The team engaged the town of Pagalungan in staging the first MinDA Vegetable Derby in the Bangsamoro Autonomous Region in Muslim Mindanao (BARMM).
Pagalungan Mayor Salik Mamasabulod had asked MinDA to consider his town as the site of the MinDA Vegetable Derby, a season-long on-site demonstration and technology transfer of modern vegetable farming.
Pagalungan, one of the oldest towns in Central Mindanao, is the ancestral home of Cotabato’s most beloved Governor,
the late Datu Udtog Matalam, who governed an Empire Province which has now been divided into six provinces - North Cotabato, South Cotabato, Sultan Kudarat, Saranggani, Maguindanao Norte and Maguindanao Sur.
What makes Pagalungan historically significant is the fact that it was in the town where the Mindanao Independence Movement was organized by Governor Matalam a few months after the Jabidah Massacre in 1968.
The MIM is believed to have influenced the organization of the Moro National Liberation Front with Nur Misuari as one of the prominent rebel leaders. Pagalungan is also the hometown of the late Ustadz Hashim Salamat, founder of the Moro Islamic Liberation Front which split from the MNLF and recently forged a peace agreement with the government.

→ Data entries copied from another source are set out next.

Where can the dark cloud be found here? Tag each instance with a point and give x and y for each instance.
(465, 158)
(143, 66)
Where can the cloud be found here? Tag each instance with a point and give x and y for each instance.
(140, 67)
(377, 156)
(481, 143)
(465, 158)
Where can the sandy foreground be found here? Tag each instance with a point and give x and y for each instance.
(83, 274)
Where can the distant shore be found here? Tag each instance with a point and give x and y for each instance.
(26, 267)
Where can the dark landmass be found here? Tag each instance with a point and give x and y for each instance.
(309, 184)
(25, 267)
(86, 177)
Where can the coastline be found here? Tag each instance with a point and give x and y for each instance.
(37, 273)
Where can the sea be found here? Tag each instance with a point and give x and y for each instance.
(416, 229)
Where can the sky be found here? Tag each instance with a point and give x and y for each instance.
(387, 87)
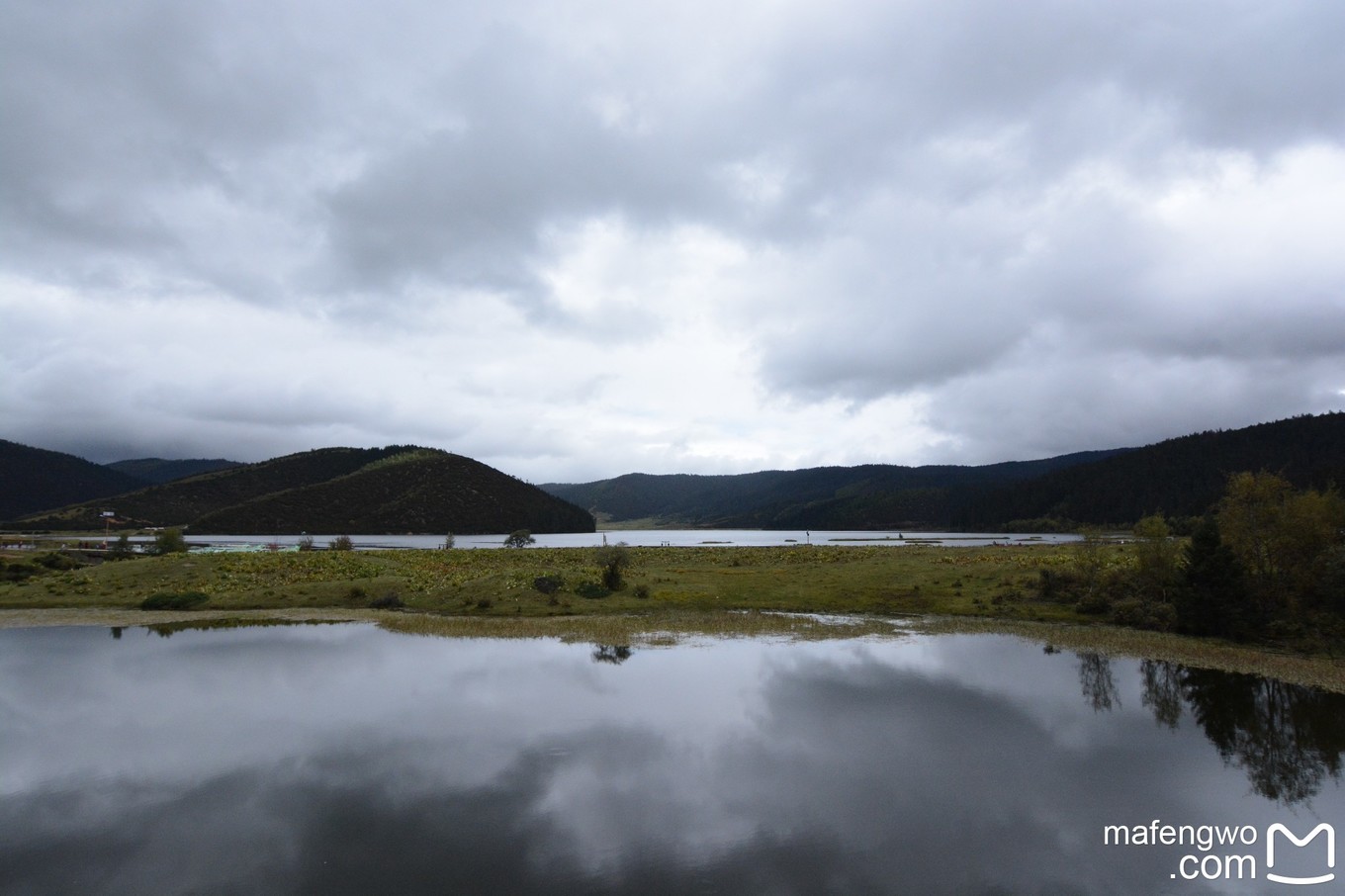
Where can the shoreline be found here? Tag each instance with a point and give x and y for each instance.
(669, 627)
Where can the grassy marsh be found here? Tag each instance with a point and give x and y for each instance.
(669, 593)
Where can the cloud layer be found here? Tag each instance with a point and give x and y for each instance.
(582, 241)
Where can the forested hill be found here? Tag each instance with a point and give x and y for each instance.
(1180, 478)
(865, 496)
(400, 489)
(34, 479)
(156, 470)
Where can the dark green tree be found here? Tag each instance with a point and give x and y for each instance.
(519, 538)
(612, 560)
(1212, 599)
(170, 541)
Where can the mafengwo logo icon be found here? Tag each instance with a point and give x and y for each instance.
(1270, 853)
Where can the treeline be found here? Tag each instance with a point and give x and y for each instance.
(1181, 477)
(399, 489)
(1266, 564)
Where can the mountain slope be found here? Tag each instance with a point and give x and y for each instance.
(866, 496)
(156, 470)
(33, 479)
(1180, 477)
(420, 492)
(399, 489)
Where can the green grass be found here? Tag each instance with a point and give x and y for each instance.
(690, 590)
(833, 579)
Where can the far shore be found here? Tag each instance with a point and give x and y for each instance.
(665, 594)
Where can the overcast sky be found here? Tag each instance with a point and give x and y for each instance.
(576, 239)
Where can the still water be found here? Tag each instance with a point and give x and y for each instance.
(645, 537)
(346, 759)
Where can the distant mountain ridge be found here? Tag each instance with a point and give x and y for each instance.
(33, 479)
(159, 471)
(399, 489)
(863, 496)
(1179, 477)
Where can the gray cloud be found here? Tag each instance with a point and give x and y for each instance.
(899, 208)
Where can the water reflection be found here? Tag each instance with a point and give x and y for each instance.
(615, 654)
(351, 761)
(1288, 739)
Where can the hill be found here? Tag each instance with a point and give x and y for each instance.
(33, 479)
(1179, 477)
(156, 470)
(367, 490)
(865, 496)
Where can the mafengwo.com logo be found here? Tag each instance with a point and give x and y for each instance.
(1225, 851)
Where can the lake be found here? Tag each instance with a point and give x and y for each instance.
(643, 537)
(347, 759)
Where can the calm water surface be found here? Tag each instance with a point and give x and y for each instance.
(646, 537)
(344, 759)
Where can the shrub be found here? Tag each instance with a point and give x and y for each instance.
(519, 538)
(170, 541)
(1093, 604)
(174, 600)
(612, 560)
(548, 584)
(1143, 614)
(392, 600)
(17, 572)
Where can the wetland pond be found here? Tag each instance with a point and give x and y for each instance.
(347, 759)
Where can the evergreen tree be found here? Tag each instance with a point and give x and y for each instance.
(1213, 594)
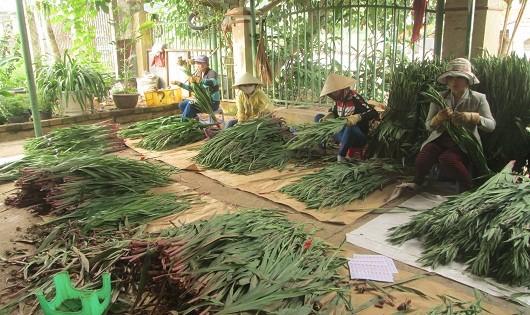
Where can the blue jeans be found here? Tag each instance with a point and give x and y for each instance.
(189, 111)
(348, 137)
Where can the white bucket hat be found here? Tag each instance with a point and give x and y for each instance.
(459, 67)
(247, 78)
(336, 82)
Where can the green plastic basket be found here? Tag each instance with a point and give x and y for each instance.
(93, 302)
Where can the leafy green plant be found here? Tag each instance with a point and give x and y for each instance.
(14, 105)
(124, 46)
(68, 76)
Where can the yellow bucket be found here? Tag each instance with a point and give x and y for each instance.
(163, 97)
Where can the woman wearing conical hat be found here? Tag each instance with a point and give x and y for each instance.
(350, 105)
(464, 107)
(251, 101)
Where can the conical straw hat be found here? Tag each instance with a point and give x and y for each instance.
(459, 67)
(336, 82)
(247, 78)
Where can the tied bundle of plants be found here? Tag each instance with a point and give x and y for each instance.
(101, 137)
(486, 229)
(174, 135)
(465, 140)
(402, 130)
(129, 209)
(251, 262)
(65, 248)
(505, 81)
(309, 136)
(342, 183)
(144, 127)
(66, 182)
(253, 146)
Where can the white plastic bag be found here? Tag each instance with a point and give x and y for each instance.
(147, 83)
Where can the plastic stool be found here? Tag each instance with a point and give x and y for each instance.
(206, 119)
(90, 299)
(352, 151)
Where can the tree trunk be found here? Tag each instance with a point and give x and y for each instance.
(31, 25)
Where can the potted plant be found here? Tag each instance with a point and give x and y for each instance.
(47, 106)
(15, 108)
(124, 93)
(68, 80)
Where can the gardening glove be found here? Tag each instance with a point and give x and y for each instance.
(328, 115)
(463, 118)
(353, 119)
(442, 116)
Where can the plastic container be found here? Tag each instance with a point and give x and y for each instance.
(163, 97)
(93, 302)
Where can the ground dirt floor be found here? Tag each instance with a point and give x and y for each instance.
(14, 224)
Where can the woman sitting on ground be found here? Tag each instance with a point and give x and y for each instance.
(464, 107)
(207, 78)
(251, 101)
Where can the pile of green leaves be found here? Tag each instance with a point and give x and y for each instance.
(174, 135)
(309, 136)
(486, 229)
(505, 81)
(144, 127)
(68, 181)
(96, 138)
(65, 248)
(100, 137)
(250, 147)
(252, 262)
(402, 129)
(464, 138)
(342, 183)
(129, 209)
(203, 99)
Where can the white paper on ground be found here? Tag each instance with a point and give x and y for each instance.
(369, 272)
(374, 233)
(372, 267)
(12, 158)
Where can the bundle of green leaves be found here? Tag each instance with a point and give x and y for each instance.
(173, 135)
(254, 261)
(487, 229)
(248, 147)
(70, 180)
(103, 138)
(310, 135)
(505, 82)
(402, 130)
(143, 128)
(465, 140)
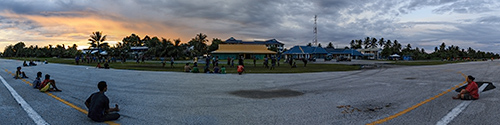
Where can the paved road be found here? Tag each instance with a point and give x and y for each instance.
(354, 97)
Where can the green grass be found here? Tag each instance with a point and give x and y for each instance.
(179, 66)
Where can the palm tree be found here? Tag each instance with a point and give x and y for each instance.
(96, 39)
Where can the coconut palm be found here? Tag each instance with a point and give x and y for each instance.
(95, 41)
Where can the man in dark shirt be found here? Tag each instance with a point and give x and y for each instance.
(98, 105)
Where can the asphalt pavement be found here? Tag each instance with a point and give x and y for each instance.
(398, 95)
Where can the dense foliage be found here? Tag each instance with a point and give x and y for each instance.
(197, 46)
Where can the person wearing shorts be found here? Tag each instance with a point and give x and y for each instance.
(98, 105)
(48, 85)
(470, 92)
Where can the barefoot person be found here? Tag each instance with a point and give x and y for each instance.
(470, 92)
(37, 81)
(98, 105)
(48, 85)
(20, 74)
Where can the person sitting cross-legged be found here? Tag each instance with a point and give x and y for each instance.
(470, 92)
(48, 85)
(98, 105)
(19, 74)
(37, 81)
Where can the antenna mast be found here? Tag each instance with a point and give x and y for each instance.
(315, 31)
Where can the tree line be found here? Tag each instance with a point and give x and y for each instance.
(394, 47)
(157, 47)
(198, 46)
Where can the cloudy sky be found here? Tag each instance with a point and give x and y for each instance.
(422, 23)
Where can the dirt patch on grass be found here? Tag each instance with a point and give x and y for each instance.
(260, 94)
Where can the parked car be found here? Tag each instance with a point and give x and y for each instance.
(342, 58)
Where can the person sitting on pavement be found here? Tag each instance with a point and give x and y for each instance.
(25, 64)
(48, 85)
(240, 69)
(187, 68)
(216, 69)
(37, 81)
(98, 65)
(19, 74)
(223, 70)
(195, 69)
(98, 105)
(106, 65)
(32, 63)
(470, 92)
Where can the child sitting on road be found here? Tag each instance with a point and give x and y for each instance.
(37, 82)
(45, 86)
(240, 70)
(223, 70)
(19, 74)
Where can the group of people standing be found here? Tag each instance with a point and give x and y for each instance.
(215, 66)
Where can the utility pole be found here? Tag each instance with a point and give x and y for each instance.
(315, 31)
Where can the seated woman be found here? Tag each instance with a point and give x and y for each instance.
(47, 83)
(98, 65)
(37, 82)
(32, 63)
(19, 74)
(187, 68)
(216, 69)
(195, 70)
(25, 64)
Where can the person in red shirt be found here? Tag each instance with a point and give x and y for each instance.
(470, 92)
(241, 68)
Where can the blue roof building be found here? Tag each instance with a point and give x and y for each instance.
(306, 52)
(269, 43)
(343, 52)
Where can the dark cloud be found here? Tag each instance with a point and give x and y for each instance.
(290, 21)
(468, 6)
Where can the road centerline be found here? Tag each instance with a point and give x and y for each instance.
(418, 104)
(27, 108)
(63, 101)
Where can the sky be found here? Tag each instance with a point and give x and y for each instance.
(421, 23)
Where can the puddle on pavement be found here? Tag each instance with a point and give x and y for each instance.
(348, 109)
(260, 94)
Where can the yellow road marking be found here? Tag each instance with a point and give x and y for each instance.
(417, 105)
(65, 102)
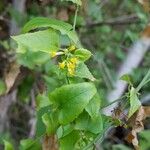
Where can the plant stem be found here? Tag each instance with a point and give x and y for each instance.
(75, 18)
(114, 101)
(145, 80)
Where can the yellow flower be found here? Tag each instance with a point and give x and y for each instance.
(74, 60)
(70, 65)
(71, 47)
(53, 54)
(62, 65)
(71, 68)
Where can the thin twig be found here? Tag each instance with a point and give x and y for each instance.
(75, 18)
(145, 80)
(116, 21)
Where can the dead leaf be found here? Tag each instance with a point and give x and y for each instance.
(11, 75)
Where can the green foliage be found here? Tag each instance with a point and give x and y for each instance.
(2, 87)
(71, 111)
(134, 102)
(82, 71)
(51, 122)
(68, 142)
(71, 99)
(45, 41)
(82, 54)
(94, 106)
(8, 145)
(41, 22)
(30, 144)
(86, 123)
(126, 78)
(144, 139)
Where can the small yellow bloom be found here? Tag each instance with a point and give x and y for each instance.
(71, 47)
(70, 65)
(53, 54)
(71, 68)
(71, 72)
(62, 65)
(74, 60)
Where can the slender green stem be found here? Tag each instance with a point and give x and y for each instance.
(144, 81)
(75, 18)
(117, 100)
(67, 80)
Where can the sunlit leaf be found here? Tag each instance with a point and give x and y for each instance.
(72, 99)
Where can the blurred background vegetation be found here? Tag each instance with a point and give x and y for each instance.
(107, 28)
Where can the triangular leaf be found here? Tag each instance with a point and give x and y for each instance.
(93, 107)
(82, 71)
(51, 122)
(134, 102)
(61, 26)
(85, 122)
(46, 41)
(72, 99)
(30, 144)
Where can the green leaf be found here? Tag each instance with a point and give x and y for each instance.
(78, 2)
(134, 102)
(61, 26)
(120, 147)
(30, 144)
(85, 122)
(144, 137)
(40, 126)
(42, 101)
(8, 145)
(2, 87)
(68, 142)
(82, 54)
(31, 59)
(93, 107)
(51, 122)
(72, 99)
(82, 71)
(46, 41)
(126, 78)
(40, 22)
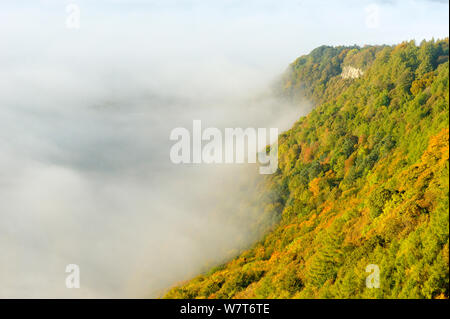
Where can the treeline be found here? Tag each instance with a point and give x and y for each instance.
(362, 179)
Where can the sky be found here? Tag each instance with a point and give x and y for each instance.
(86, 114)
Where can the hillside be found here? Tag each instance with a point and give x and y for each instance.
(362, 179)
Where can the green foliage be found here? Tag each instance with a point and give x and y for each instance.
(363, 179)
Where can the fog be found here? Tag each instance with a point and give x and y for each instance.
(85, 119)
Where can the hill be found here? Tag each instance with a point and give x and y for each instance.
(362, 180)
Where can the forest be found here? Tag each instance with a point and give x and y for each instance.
(363, 179)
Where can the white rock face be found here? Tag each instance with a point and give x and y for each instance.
(349, 72)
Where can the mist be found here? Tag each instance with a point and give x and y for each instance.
(85, 119)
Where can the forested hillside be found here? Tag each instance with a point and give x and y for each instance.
(362, 179)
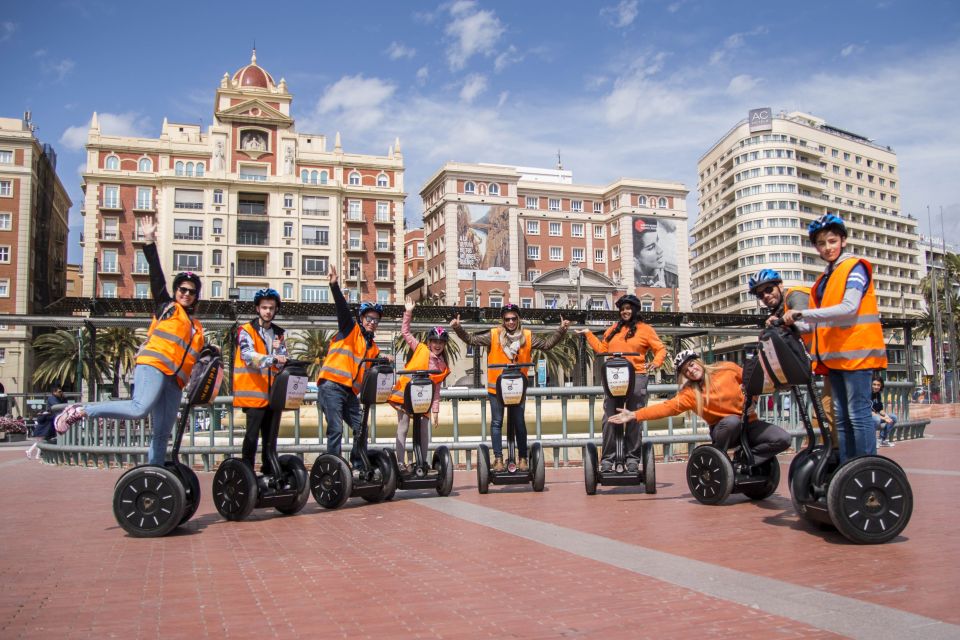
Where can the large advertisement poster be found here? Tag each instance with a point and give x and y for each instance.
(483, 241)
(655, 252)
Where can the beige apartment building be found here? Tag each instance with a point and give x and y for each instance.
(248, 203)
(766, 179)
(496, 234)
(34, 207)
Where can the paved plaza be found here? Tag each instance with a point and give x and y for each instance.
(510, 564)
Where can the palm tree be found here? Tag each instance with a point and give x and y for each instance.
(57, 353)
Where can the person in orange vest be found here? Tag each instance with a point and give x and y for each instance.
(428, 355)
(628, 334)
(342, 371)
(261, 346)
(509, 342)
(715, 393)
(164, 362)
(848, 344)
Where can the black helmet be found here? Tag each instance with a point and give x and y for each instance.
(187, 276)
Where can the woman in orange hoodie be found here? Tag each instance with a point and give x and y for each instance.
(627, 335)
(714, 392)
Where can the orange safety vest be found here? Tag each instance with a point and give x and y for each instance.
(173, 343)
(342, 364)
(855, 346)
(497, 356)
(251, 385)
(420, 360)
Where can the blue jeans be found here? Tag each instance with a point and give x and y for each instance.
(884, 427)
(153, 392)
(515, 414)
(852, 413)
(339, 403)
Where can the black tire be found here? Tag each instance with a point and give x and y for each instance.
(443, 463)
(331, 481)
(388, 475)
(235, 489)
(149, 501)
(590, 468)
(709, 475)
(483, 469)
(763, 491)
(293, 466)
(870, 500)
(538, 467)
(649, 468)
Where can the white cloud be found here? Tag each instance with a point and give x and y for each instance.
(621, 15)
(473, 86)
(361, 99)
(471, 32)
(397, 50)
(129, 124)
(742, 84)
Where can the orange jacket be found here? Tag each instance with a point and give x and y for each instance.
(642, 341)
(852, 347)
(497, 356)
(173, 343)
(343, 362)
(723, 398)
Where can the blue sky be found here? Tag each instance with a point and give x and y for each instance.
(632, 88)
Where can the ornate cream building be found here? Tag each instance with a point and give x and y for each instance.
(248, 203)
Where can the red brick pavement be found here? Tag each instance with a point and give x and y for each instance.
(400, 570)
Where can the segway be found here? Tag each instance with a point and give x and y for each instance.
(417, 400)
(712, 476)
(150, 501)
(511, 389)
(331, 480)
(619, 379)
(237, 490)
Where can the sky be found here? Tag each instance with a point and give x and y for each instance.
(635, 88)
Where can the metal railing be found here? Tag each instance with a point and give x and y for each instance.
(213, 434)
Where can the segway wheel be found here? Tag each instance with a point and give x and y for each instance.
(870, 500)
(149, 501)
(590, 468)
(649, 468)
(331, 481)
(770, 468)
(388, 476)
(538, 466)
(443, 463)
(709, 475)
(292, 467)
(191, 489)
(483, 469)
(234, 489)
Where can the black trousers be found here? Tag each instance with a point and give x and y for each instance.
(260, 422)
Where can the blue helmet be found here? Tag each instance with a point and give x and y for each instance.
(764, 276)
(266, 294)
(826, 222)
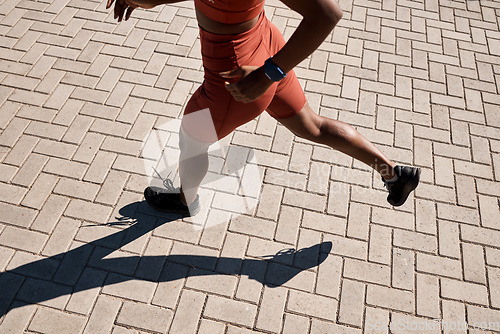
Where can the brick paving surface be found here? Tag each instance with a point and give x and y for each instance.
(81, 252)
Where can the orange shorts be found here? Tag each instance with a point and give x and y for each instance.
(213, 103)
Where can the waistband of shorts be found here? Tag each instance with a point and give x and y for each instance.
(211, 37)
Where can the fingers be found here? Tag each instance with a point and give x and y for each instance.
(122, 9)
(129, 12)
(237, 94)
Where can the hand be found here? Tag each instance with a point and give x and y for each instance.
(252, 84)
(129, 5)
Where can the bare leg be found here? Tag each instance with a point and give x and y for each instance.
(193, 166)
(340, 136)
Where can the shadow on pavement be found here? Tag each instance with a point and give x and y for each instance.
(75, 270)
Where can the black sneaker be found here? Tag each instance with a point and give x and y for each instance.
(408, 178)
(167, 201)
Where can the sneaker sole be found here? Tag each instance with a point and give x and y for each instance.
(409, 187)
(181, 212)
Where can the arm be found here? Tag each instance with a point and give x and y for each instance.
(319, 19)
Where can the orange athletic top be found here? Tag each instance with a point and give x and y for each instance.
(230, 11)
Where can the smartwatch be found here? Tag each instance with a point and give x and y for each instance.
(273, 71)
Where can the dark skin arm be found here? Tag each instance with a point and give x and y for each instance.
(319, 19)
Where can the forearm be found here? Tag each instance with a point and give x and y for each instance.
(311, 32)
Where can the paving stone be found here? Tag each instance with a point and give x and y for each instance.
(390, 298)
(211, 327)
(434, 63)
(126, 287)
(27, 173)
(104, 314)
(88, 211)
(319, 326)
(251, 277)
(288, 224)
(453, 317)
(18, 317)
(86, 292)
(312, 305)
(23, 239)
(427, 296)
(40, 191)
(463, 291)
(16, 215)
(352, 303)
(170, 285)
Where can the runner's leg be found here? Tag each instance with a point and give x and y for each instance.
(193, 165)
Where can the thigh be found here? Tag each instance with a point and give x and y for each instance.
(306, 123)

The soil of Pagalungan is alluvial and very fertile but the farming system has remained primitive with farmers suffering from the perrenial flooding due to the backflow of water from the marsh during the rainy season.
Layog is inhabited by a mix of native Maguindanaos and Ilocano settlers some of whom came to the area before World War II.
Next month, August, the country’s top vegetable seed companies will
gather in Layog for the season-long MinDA Vegetable Derby.
The vegetable varieties which would be propagated during the activity belong to the so-called “Pinakbet” Group which includes Eggplants, Okra, Stringbeans, Squash, Tomatos and other lowland vegetables.
At the end of the Vegetable Derby, outstanding farmers will be awarded with prizes along with their partner seed companies while buyers of the “Pinakbet” vegetables will be invited to forge marketing agreements with the farmers.
The modern-day Pagalungan could yet prove to be the base of a new brand of revolution, one which would transform the town into a model of science-based farming system which could address poverty and improve productivity.
This is all because there are workers of government who could cross rivers, climb mountains and walk the long rugged roads just to serve.